The general consensus is positive, though clearly, intermittent fasting is not something to be taken lightly by diabetes patients. Following any diet plan, especially one that requires fasting can be dangerous. The biggest danger of following the intermittent fasting regimen while having diabetes is the risk of hypoglycemia – your blood sugar levels will get too low. Besides possibly passing out, hypoglycemia may even lead to coma!
The other risky end of intermittent fasting is developing hyperglycemia – too high blood sugar levels. This might happen when you “cheat” on fasting and eat too many carbohydrates at once.

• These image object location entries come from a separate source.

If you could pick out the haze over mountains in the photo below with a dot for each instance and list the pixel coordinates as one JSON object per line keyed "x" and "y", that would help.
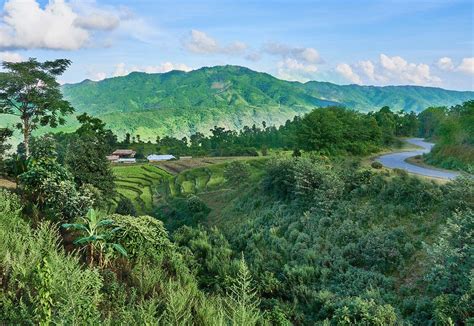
{"x": 180, "y": 103}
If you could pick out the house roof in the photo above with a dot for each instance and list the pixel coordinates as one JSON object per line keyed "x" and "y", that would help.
{"x": 156, "y": 157}
{"x": 124, "y": 152}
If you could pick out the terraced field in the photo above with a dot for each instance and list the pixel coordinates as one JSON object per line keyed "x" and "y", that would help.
{"x": 140, "y": 183}
{"x": 146, "y": 184}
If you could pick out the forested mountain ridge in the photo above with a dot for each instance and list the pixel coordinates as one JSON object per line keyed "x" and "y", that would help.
{"x": 179, "y": 103}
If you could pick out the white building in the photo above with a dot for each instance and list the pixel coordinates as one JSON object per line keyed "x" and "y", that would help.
{"x": 126, "y": 160}
{"x": 159, "y": 158}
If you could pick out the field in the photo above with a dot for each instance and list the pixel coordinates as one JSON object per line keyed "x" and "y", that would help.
{"x": 148, "y": 184}
{"x": 140, "y": 183}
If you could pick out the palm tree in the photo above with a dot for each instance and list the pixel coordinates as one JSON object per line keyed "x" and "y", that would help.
{"x": 96, "y": 235}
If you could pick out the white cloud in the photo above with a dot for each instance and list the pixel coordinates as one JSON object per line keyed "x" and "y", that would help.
{"x": 292, "y": 69}
{"x": 398, "y": 70}
{"x": 306, "y": 55}
{"x": 122, "y": 69}
{"x": 445, "y": 63}
{"x": 368, "y": 68}
{"x": 346, "y": 71}
{"x": 467, "y": 66}
{"x": 10, "y": 57}
{"x": 389, "y": 71}
{"x": 98, "y": 21}
{"x": 200, "y": 42}
{"x": 59, "y": 25}
{"x": 253, "y": 56}
{"x": 98, "y": 76}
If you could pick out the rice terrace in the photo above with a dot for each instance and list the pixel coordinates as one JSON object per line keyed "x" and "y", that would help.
{"x": 236, "y": 163}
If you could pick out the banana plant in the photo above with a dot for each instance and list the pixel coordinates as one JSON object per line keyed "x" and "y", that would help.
{"x": 96, "y": 235}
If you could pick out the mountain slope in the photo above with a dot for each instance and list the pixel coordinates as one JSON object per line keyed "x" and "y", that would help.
{"x": 408, "y": 98}
{"x": 180, "y": 103}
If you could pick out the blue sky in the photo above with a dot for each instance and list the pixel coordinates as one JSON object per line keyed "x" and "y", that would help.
{"x": 365, "y": 42}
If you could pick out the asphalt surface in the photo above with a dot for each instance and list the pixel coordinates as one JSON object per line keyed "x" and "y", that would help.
{"x": 397, "y": 160}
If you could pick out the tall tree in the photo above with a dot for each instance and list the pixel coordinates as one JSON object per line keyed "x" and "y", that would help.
{"x": 29, "y": 90}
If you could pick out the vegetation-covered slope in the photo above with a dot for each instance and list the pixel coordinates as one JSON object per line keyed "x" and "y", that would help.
{"x": 408, "y": 98}
{"x": 180, "y": 103}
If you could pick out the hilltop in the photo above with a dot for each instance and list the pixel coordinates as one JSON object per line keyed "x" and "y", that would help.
{"x": 179, "y": 103}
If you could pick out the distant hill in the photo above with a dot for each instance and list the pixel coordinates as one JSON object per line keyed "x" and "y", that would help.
{"x": 179, "y": 103}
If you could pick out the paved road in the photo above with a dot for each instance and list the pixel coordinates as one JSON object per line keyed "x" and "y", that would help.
{"x": 397, "y": 160}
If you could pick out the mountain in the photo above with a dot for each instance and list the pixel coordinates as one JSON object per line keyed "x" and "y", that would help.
{"x": 179, "y": 103}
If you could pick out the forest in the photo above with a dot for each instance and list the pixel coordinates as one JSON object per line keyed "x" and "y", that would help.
{"x": 294, "y": 227}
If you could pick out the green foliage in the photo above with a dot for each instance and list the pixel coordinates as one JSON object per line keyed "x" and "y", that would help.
{"x": 140, "y": 234}
{"x": 335, "y": 129}
{"x": 49, "y": 187}
{"x": 451, "y": 261}
{"x": 5, "y": 134}
{"x": 29, "y": 90}
{"x": 125, "y": 207}
{"x": 177, "y": 212}
{"x": 236, "y": 172}
{"x": 208, "y": 254}
{"x": 454, "y": 134}
{"x": 97, "y": 233}
{"x": 42, "y": 284}
{"x": 330, "y": 242}
{"x": 45, "y": 301}
{"x": 242, "y": 300}
{"x": 376, "y": 165}
{"x": 364, "y": 312}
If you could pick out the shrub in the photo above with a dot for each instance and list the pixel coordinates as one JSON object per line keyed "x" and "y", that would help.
{"x": 236, "y": 172}
{"x": 376, "y": 165}
{"x": 125, "y": 207}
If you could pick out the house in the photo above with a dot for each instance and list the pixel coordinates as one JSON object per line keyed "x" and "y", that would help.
{"x": 127, "y": 160}
{"x": 158, "y": 158}
{"x": 112, "y": 158}
{"x": 124, "y": 153}
{"x": 122, "y": 156}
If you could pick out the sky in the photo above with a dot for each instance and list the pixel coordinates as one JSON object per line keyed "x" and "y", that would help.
{"x": 378, "y": 42}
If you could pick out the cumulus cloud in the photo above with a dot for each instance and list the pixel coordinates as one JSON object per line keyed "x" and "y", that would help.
{"x": 98, "y": 76}
{"x": 10, "y": 57}
{"x": 200, "y": 42}
{"x": 445, "y": 63}
{"x": 389, "y": 70}
{"x": 255, "y": 56}
{"x": 59, "y": 25}
{"x": 467, "y": 66}
{"x": 398, "y": 70}
{"x": 346, "y": 71}
{"x": 292, "y": 69}
{"x": 306, "y": 55}
{"x": 122, "y": 69}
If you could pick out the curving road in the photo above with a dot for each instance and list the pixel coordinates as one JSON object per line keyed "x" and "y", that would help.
{"x": 397, "y": 160}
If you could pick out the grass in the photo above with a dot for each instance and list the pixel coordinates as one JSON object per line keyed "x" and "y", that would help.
{"x": 4, "y": 183}
{"x": 140, "y": 183}
{"x": 147, "y": 184}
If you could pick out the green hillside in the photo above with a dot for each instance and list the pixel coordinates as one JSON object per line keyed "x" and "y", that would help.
{"x": 180, "y": 103}
{"x": 408, "y": 98}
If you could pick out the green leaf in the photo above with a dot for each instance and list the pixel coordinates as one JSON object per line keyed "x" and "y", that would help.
{"x": 74, "y": 226}
{"x": 120, "y": 249}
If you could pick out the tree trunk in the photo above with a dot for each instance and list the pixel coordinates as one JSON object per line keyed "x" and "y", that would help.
{"x": 26, "y": 137}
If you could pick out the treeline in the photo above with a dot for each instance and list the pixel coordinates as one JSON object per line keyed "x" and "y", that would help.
{"x": 331, "y": 243}
{"x": 64, "y": 259}
{"x": 333, "y": 130}
{"x": 453, "y": 131}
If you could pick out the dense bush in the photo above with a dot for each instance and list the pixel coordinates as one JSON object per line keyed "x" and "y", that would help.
{"x": 330, "y": 241}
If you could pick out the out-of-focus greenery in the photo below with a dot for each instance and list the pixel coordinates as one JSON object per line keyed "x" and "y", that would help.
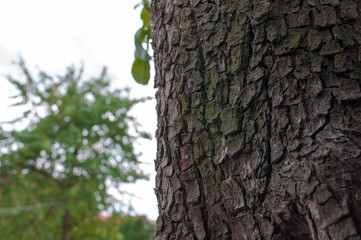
{"x": 77, "y": 141}
{"x": 141, "y": 65}
{"x": 136, "y": 228}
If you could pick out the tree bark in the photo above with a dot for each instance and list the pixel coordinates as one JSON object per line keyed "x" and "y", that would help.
{"x": 259, "y": 119}
{"x": 66, "y": 226}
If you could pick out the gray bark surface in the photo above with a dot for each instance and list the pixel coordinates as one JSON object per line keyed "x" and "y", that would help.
{"x": 259, "y": 119}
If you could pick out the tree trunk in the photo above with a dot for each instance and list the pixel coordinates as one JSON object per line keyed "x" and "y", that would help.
{"x": 259, "y": 119}
{"x": 66, "y": 226}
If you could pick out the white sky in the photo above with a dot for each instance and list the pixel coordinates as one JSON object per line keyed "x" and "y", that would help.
{"x": 53, "y": 34}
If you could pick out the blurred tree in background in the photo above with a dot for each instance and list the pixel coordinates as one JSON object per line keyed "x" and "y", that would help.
{"x": 136, "y": 228}
{"x": 55, "y": 174}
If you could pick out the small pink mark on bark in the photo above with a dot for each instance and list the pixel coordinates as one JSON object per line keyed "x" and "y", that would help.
{"x": 185, "y": 163}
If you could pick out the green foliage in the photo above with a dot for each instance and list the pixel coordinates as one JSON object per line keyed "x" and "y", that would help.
{"x": 76, "y": 144}
{"x": 141, "y": 66}
{"x": 136, "y": 228}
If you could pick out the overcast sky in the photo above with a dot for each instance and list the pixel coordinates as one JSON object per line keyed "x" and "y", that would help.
{"x": 53, "y": 34}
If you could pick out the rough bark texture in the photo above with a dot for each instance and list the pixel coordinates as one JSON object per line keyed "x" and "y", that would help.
{"x": 259, "y": 119}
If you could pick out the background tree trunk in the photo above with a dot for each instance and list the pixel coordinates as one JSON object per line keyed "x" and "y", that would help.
{"x": 259, "y": 119}
{"x": 66, "y": 226}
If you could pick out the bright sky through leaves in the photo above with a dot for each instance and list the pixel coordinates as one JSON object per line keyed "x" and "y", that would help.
{"x": 52, "y": 35}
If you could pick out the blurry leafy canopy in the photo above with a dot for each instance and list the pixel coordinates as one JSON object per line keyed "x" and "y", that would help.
{"x": 141, "y": 66}
{"x": 136, "y": 228}
{"x": 76, "y": 144}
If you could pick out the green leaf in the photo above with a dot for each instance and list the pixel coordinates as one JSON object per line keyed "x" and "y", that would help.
{"x": 145, "y": 16}
{"x": 141, "y": 71}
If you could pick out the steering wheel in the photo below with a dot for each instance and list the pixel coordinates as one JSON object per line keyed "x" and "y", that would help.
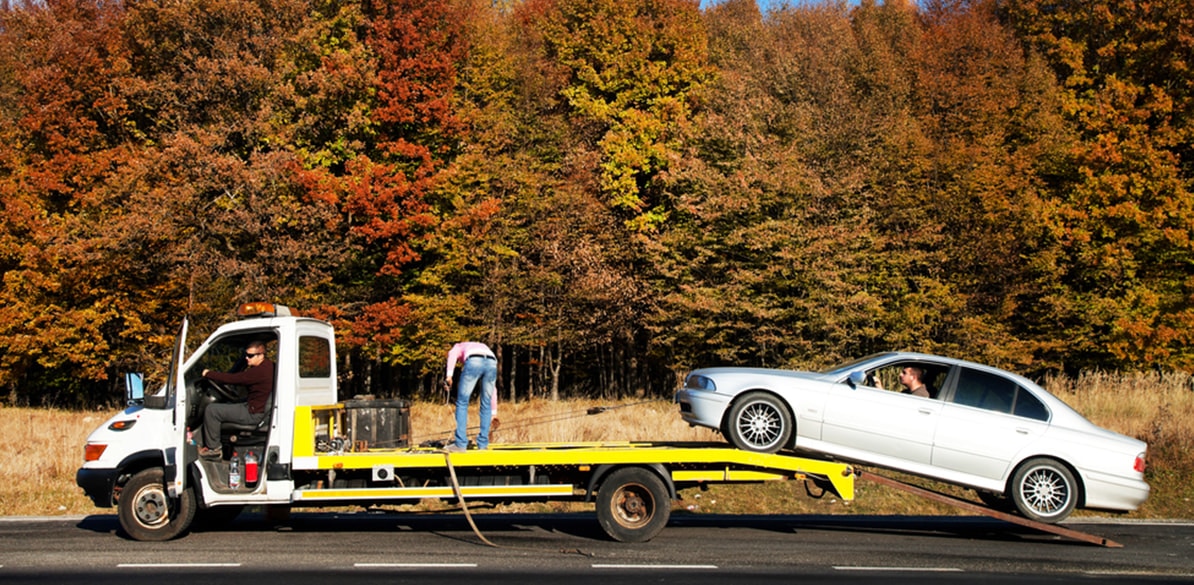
{"x": 221, "y": 392}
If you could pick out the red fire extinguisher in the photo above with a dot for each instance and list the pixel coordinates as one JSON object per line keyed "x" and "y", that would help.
{"x": 251, "y": 467}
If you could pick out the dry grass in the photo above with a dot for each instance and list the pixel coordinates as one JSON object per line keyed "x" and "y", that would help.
{"x": 45, "y": 448}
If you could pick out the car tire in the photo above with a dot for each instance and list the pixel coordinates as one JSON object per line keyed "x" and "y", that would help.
{"x": 1044, "y": 490}
{"x": 633, "y": 505}
{"x": 148, "y": 513}
{"x": 758, "y": 422}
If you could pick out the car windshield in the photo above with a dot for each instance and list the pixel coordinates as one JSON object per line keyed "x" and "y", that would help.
{"x": 850, "y": 365}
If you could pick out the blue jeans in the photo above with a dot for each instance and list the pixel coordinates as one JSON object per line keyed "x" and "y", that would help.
{"x": 484, "y": 370}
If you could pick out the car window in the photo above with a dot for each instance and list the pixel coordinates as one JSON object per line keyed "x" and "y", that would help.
{"x": 985, "y": 390}
{"x": 887, "y": 376}
{"x": 1029, "y": 406}
{"x": 996, "y": 393}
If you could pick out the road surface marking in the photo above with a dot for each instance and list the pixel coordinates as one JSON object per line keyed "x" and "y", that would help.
{"x": 923, "y": 570}
{"x": 176, "y": 565}
{"x": 413, "y": 565}
{"x": 657, "y": 566}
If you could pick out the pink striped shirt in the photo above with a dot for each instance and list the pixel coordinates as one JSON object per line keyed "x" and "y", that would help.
{"x": 463, "y": 351}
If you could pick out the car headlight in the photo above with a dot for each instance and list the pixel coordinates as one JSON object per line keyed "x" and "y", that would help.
{"x": 697, "y": 382}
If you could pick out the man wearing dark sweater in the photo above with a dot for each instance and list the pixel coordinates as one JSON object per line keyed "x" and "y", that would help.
{"x": 259, "y": 380}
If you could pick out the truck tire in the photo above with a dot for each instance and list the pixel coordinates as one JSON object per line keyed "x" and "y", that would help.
{"x": 1044, "y": 490}
{"x": 633, "y": 505}
{"x": 147, "y": 512}
{"x": 758, "y": 422}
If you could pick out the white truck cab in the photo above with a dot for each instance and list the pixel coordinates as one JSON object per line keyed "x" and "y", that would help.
{"x": 141, "y": 459}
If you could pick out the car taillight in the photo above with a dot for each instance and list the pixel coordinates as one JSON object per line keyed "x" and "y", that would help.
{"x": 92, "y": 451}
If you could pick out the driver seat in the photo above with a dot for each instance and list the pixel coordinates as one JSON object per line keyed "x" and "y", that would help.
{"x": 247, "y": 435}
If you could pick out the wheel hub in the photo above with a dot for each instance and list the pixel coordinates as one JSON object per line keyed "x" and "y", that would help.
{"x": 151, "y": 507}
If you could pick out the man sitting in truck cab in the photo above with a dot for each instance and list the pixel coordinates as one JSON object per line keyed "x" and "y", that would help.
{"x": 259, "y": 380}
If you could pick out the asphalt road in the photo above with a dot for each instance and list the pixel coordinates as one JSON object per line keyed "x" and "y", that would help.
{"x": 365, "y": 548}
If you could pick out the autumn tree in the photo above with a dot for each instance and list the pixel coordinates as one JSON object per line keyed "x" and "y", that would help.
{"x": 1124, "y": 213}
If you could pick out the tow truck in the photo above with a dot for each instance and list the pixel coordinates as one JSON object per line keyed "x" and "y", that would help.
{"x": 314, "y": 450}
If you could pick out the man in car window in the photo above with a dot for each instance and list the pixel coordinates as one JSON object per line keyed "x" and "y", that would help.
{"x": 259, "y": 380}
{"x": 912, "y": 377}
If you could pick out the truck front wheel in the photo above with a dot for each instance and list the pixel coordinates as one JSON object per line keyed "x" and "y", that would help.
{"x": 147, "y": 512}
{"x": 633, "y": 505}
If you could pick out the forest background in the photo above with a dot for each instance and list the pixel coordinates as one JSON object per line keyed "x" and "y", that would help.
{"x": 607, "y": 191}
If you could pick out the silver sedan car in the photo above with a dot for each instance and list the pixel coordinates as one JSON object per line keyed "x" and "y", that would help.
{"x": 972, "y": 425}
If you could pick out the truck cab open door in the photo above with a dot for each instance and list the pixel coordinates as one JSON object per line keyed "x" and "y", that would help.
{"x": 174, "y": 450}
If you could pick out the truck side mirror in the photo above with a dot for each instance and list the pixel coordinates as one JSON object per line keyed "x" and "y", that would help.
{"x": 857, "y": 379}
{"x": 134, "y": 388}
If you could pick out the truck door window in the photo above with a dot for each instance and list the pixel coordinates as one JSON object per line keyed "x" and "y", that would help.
{"x": 314, "y": 357}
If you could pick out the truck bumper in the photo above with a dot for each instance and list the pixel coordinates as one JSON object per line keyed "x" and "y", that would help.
{"x": 97, "y": 484}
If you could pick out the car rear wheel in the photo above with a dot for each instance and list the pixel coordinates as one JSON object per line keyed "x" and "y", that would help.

However, both hypoglycemia and hyperglycemia can be avoided if you are careful. WebMD has stressed these points as crucial factors that any diabetes patient should follow during fasting:
- Watch your blood sugar level especially carefully and make sure it doesn't get too low. If it does, consume a sugary drink and eat a nice balanced meal, so your blood sugar level would go back to normal.
- Don't go crazy with carbs – follow a balanced diet.
- Be careful when exercising – consult with your doctor first.
- Keep yourself well hydrated.
And most importantly – consult with your doctor first. Intermittent fasting might be easy to follow but because of the possible dangers, you really need to tread carefully. While there are multiple success stories of people who have “reversed” their diabetes and no longer require insulin, experts recommend being extremely careful. As mentioned, if your blood sugar level gets too low, you risk with falling into a coma.
Intermittent fasting is no joke – if you already have diabetes, it's essential to consult with a doctor prior to testing the fasting regimen.
If you don't have diabetes yet, intermittent fasting might prove to be a useful way to prevent possible health issues in the future. And the best part – you can still eat every day, contrary to traditional fasting regimens. Just keep in mind to talk to your doctor, even if you're completely healthy and listen to your body while following an intermittent fasting regimen.